Anything too stupid to be spoken is sung. – Voltaire
What’s the point of ELV enduring the endless, mind-numbing, soul-stealing stroll through Treasure Island (or TI or whatever the f*ck they’re calling it these days) to eat a bowl(s) of stew that was certain to be shameful?
Why, for old time’s sake of course! Plus the fact that a good bowl of red is about as rare as surströmming in these here parts.
The fact is, ELV, in his younger, thinner, more promising years, actually went to the original Gilley’s — when it, country music, line dancing, and John Travolta were all at the top of their fame. Having endured that long night among mullet be-coiffed knuckle draggers who seemed to get pissed off at the drop of a hat, we became so fascinated with the sub-culture we swore to preserve its in-bred purity by avoiding it for the rest of our life. So, for thirty years we’ve done just that. But chili being chili, it can have a powerful draw on our appetite, and three complete decades is a long enough embargo for any sub-culture. So, we broke our vow, waded through the faux Texas tomfoolery and found that some things (especially in the country milieu) never change: all four blew chunks then and still do.
First of all, take country music….please! Anthony Robert Curtas — the Official Number One Son of ELV — summed up country music best when he was still in high school: “It is music without metaphor,* for people who wouldn’t understand it if it had any.”** He was 16 years old when he said those words.
Then there is line dancing…or, as ELV likes to call it: dancing for people who can’t. We first were exposed to the scourge of line dancing when the original Gilley’s appeared in one of the stupidest movies of all time — Urban Cowboy — the premise of which was fake-cowboy-Travolta overcoming his fears of riding a fake bull by doing the Texas two-step. Yeah, that was about it. Needless to say, the movie was a big hit with the country music/line dancing crowd.***
Gilley’s (either the original, or its franchises), like country music, is deeply steeped in bull. That fake bull is still around for strippers and conventioneers to pose and ride on, but the macho, blue collar misery is gone, sanitized for mass, uncoordinated consumption by middle managers everywhere.
And then there’s the food. Back in 1980, it was cheap, bad Texas barbecue (brisket and beef ribs mainly), washed down with cheap, bad Texas beer. Here, we opted for two chilies — red beef and green pork — on the theory they would be the least offensive, most authentic things on the menu.
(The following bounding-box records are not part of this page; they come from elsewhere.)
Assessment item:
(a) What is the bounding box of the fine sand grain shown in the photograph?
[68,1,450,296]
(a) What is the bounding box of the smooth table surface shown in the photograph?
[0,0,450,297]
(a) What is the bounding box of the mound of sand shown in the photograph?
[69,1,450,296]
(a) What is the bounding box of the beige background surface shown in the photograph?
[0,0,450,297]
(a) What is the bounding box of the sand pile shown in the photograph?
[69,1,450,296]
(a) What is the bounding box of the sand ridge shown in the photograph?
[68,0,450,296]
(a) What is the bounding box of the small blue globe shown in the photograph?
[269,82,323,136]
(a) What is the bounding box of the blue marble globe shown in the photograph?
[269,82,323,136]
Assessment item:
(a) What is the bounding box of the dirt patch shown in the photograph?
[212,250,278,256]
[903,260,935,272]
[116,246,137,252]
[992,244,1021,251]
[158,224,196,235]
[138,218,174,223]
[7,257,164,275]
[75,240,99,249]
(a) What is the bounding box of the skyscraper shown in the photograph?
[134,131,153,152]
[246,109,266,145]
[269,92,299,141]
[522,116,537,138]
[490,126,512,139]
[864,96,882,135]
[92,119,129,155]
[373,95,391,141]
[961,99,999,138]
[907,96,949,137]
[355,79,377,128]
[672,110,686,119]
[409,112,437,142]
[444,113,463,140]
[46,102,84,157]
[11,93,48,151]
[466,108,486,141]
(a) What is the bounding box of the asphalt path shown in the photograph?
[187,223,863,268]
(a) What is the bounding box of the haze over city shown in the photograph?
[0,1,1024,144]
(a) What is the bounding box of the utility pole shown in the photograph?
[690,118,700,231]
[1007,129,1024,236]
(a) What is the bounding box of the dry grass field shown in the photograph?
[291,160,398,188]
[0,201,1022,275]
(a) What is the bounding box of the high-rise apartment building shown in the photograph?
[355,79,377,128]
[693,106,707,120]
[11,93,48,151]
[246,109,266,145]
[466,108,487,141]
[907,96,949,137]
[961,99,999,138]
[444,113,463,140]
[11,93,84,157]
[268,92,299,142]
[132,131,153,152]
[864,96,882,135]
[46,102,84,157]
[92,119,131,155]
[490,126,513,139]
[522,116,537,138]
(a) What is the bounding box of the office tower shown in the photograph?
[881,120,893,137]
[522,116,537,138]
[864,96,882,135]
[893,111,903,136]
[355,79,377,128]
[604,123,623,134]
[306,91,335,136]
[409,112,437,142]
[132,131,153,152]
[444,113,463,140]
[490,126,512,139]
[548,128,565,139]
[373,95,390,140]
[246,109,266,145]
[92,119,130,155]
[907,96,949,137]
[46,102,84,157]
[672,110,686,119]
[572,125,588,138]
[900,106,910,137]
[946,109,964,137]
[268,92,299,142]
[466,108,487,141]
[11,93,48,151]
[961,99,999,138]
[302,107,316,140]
Wrong again, testicle breath.
They were about as convincing in their authenticity as John Travolta pretending to like Olivia Newton-John. Both came out so fast it felt like the waiter must have had them in her hip pocket. Neither was hot — tepid was more like it — and seasoning, as in the use of actual chile peppers in the bowl of chili, seems to be a concept unfamiliar to this kitchen. The pork stew did have a slightly pleasant smokey finish to it, but whatever “award” it claims to have won, must have been from the owner’s wife. The beef was no better or worse than a can of Hormel’s topped with government discount cheese. We endured these indignities sitting on the quite nice, open-air patio alongside the Strip, with our meal being punctuated by squeals from cowboy-booted school teachers pretending to have more fun than they really were, while their paunchy, passive husbands ignored them.
Just another day at Gilley’s. Just another reason we’ll wait another thirty years before returning.
ELV’s lunch for one that could’ve fed two came to $24, including a $5 tip.
In the Treasure Island (or whatever they call it these days) Hotel and Casino
3300 Las Vegas Blvd. South
Las Vegas, NV 89109
* Rock and roll may be bad poetry, but at least it aspires to be something other than literal.
** Well played, apple-who-obviously-fell-close-to-the-tree.
*** One of the head-scratching things about country music is its continued popularity despite a resolute lack of originality. Everything invented and refined by Hank Williams, Johnny Cash and others just gets endlessly recycled to the seemingly boundless, uncritical love of its fans. Sort of like giving a three year old the same present she got last year and watching her squeal with joy.